Element 0 of tensors does not require grad and does not have a grad_fn How can i fix this

ptrblck · May 27, 2024, 12:54pm

Neither of the posted code snippets is properly formatted, minimal, or executable, so please post fix it in case you are stuck and need some debugging help.

Cuig_Thallann · May 27, 2024, 1:52pm

The third one up is a download of a Jupyter Notebook file. You can copy and past it into a .ipynb file and load it into Jupyter Notebook. You can then step through it and hopefully see the exception.

The very last is the dump of the error stack , I was hoping someone expert could look at the stack and tell me what caused the problem.

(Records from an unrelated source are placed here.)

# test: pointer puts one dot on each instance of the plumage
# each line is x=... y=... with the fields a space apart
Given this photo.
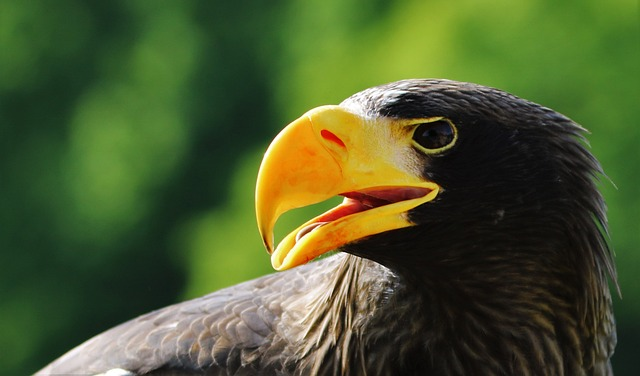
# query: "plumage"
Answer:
x=503 y=272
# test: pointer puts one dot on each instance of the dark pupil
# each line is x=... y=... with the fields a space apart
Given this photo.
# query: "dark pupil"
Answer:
x=434 y=135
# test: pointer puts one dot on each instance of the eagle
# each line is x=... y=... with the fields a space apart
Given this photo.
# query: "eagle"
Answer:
x=471 y=239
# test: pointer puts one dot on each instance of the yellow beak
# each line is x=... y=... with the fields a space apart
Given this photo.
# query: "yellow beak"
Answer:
x=327 y=152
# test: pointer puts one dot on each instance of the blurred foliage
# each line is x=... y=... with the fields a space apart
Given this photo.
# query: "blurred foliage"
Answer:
x=131 y=133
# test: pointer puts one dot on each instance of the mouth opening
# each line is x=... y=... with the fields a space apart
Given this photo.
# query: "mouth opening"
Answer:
x=360 y=201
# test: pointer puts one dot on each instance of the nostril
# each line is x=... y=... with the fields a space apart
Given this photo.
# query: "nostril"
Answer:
x=331 y=137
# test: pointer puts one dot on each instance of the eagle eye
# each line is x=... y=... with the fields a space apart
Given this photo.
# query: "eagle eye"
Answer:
x=435 y=136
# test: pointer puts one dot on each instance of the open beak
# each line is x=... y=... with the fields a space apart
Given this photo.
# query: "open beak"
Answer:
x=327 y=152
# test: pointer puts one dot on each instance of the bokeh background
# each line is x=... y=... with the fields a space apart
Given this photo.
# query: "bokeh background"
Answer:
x=131 y=133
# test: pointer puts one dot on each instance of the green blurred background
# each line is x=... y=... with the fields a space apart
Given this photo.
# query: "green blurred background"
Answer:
x=131 y=133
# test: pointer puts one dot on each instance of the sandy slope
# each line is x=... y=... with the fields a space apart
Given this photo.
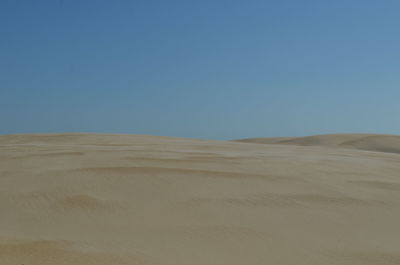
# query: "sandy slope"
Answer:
x=108 y=199
x=369 y=142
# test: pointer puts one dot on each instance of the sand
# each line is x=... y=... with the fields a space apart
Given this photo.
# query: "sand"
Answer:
x=368 y=142
x=130 y=199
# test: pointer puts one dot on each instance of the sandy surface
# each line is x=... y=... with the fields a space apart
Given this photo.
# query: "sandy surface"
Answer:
x=368 y=142
x=117 y=199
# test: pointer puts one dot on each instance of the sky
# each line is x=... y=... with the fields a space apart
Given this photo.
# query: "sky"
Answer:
x=214 y=69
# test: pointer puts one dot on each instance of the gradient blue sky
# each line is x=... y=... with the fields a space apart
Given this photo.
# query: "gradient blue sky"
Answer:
x=207 y=69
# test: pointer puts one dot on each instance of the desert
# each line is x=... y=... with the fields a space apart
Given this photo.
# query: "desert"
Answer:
x=100 y=199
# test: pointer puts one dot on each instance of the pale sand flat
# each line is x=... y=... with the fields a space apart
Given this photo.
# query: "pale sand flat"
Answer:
x=93 y=199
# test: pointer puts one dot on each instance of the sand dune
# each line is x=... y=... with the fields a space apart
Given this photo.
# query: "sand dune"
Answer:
x=92 y=199
x=368 y=142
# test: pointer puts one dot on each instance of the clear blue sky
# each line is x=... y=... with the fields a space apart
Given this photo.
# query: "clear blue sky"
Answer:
x=208 y=69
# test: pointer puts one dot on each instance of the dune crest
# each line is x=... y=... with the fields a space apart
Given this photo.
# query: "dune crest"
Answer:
x=367 y=142
x=147 y=200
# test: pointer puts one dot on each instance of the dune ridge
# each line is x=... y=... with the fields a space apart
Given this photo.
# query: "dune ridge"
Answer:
x=94 y=199
x=367 y=142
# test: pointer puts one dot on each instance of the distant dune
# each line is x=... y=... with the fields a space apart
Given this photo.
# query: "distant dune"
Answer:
x=368 y=142
x=94 y=199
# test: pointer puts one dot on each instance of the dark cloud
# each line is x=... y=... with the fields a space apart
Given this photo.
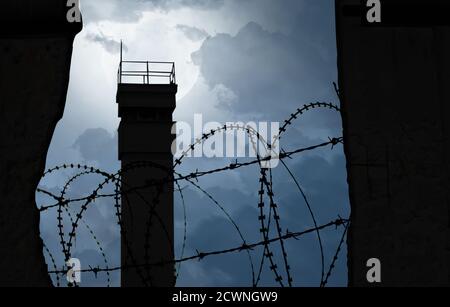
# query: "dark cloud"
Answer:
x=100 y=146
x=270 y=72
x=132 y=10
x=193 y=33
x=324 y=184
x=108 y=43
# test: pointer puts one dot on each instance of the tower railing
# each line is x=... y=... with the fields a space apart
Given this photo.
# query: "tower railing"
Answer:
x=146 y=72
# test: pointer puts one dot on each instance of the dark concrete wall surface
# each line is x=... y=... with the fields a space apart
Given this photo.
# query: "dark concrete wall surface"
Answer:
x=34 y=76
x=395 y=92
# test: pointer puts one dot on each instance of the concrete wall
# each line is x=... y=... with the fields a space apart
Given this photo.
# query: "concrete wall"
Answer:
x=34 y=75
x=395 y=92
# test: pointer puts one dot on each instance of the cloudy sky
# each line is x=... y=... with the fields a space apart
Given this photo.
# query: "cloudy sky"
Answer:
x=236 y=60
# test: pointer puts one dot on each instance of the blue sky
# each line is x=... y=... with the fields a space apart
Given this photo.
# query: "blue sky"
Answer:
x=236 y=60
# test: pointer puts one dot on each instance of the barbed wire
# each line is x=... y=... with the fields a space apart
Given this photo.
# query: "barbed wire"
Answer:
x=122 y=192
x=203 y=255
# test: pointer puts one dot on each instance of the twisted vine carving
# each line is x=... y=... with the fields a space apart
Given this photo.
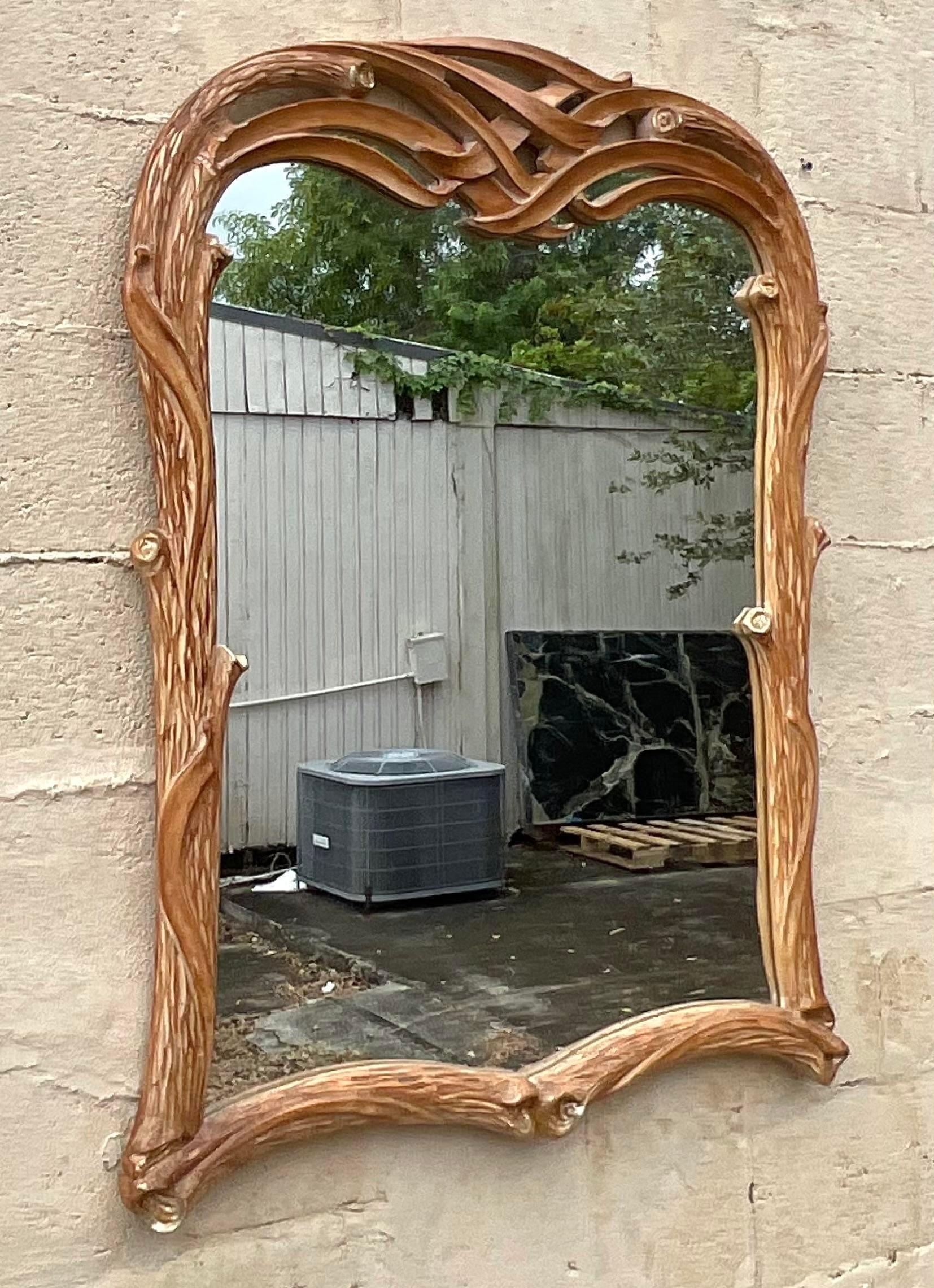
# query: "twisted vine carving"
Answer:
x=518 y=137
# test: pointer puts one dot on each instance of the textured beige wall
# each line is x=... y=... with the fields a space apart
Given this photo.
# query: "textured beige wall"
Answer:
x=721 y=1176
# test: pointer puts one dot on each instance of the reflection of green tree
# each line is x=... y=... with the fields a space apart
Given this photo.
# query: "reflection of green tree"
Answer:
x=639 y=308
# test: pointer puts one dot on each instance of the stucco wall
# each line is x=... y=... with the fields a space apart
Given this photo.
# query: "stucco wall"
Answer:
x=719 y=1176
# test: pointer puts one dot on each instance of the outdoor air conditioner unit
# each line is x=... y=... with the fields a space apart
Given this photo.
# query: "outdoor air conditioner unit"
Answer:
x=408 y=824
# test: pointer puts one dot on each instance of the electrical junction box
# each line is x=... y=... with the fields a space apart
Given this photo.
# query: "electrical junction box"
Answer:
x=428 y=659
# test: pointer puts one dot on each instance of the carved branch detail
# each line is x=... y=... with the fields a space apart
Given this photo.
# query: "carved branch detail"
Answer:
x=517 y=136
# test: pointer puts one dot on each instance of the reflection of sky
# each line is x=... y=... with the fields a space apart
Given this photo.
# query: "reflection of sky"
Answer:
x=254 y=192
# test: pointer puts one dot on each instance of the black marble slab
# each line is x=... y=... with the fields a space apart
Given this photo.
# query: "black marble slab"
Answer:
x=632 y=724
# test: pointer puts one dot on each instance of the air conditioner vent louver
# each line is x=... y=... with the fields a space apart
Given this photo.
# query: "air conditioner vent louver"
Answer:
x=405 y=824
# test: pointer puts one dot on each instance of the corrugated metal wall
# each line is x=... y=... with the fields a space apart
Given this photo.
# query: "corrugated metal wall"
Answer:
x=343 y=531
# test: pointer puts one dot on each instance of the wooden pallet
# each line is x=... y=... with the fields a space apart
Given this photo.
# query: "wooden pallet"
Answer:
x=651 y=844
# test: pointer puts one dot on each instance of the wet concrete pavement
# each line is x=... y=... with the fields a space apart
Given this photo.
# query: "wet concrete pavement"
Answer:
x=571 y=946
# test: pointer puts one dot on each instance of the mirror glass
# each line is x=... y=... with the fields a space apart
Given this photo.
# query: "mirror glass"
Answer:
x=485 y=521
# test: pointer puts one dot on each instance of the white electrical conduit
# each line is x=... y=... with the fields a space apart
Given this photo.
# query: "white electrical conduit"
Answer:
x=321 y=693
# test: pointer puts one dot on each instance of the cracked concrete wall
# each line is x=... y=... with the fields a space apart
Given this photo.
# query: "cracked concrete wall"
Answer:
x=730 y=1175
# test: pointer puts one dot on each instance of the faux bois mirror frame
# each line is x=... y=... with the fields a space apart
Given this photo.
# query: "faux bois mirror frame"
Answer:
x=517 y=136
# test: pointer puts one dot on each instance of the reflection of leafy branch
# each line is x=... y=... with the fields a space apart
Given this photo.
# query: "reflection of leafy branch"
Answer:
x=722 y=537
x=699 y=459
x=469 y=373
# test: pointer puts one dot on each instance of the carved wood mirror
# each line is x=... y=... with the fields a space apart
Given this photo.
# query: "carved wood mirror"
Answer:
x=533 y=149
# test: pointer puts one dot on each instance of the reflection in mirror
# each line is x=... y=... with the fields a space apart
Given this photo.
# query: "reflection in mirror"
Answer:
x=485 y=514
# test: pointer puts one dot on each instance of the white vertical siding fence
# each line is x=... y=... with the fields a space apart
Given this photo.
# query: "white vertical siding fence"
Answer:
x=344 y=530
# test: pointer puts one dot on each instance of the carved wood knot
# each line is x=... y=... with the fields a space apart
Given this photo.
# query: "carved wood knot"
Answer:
x=754 y=621
x=666 y=120
x=147 y=551
x=164 y=1212
x=757 y=291
x=361 y=76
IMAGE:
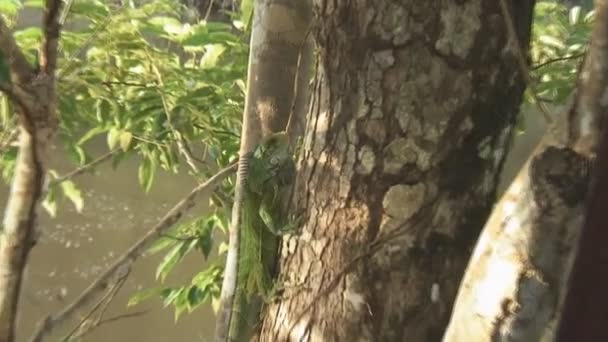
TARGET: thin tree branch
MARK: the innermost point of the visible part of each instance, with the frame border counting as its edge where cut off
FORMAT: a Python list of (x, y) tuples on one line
[(559, 59), (83, 168), (21, 71), (521, 60), (82, 328), (135, 251), (52, 27)]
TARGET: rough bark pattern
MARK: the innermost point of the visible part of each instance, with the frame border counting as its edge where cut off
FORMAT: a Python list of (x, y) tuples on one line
[(411, 114), (584, 313), (513, 287), (279, 27), (33, 93), (38, 124)]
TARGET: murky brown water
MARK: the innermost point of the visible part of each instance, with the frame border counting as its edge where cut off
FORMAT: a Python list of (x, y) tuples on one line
[(75, 247)]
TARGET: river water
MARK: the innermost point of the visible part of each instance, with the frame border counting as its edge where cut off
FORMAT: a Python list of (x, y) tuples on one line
[(75, 247)]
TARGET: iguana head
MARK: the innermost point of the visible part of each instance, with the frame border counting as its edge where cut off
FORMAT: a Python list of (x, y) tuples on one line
[(275, 155)]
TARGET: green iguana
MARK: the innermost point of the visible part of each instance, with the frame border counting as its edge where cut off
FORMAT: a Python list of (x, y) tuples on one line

ptrblck · May 27, 2024, 2:07pm

The root cause of your original error:

is unknown and we would need a minimal and executable code snippet to debug it further.

The new issue:

is caused by a wrong target shape in the loss calculation:

criterion = nn.CrossEntropyLoss()

batch_size = 2
nb_classes = 10

output = torch.randn(batch_size, nb_classes, requires_grad=True)
target = torch.randint(0, nb_classes, (batch_size,))

# works
loss = criterion(output, target)

# fails since wrong shape
loss = criterion(output, target.unsqueeze(1))
# RuntimeError: 0D or 1D target tensor expected, multi-target not supported

Cuig_Thallann · May 27, 2024, 8:28pm

Thanks. I think I accidently posted one of my debug runs instead of the error stack from the code that AK presented.
The loss.grad_fn = None is coming back from cross_entropy().
I cannot figure out what "tensor[0] it is referring to.
Thanks so much for the help.
The correct AK code error I stack for his code is as follows.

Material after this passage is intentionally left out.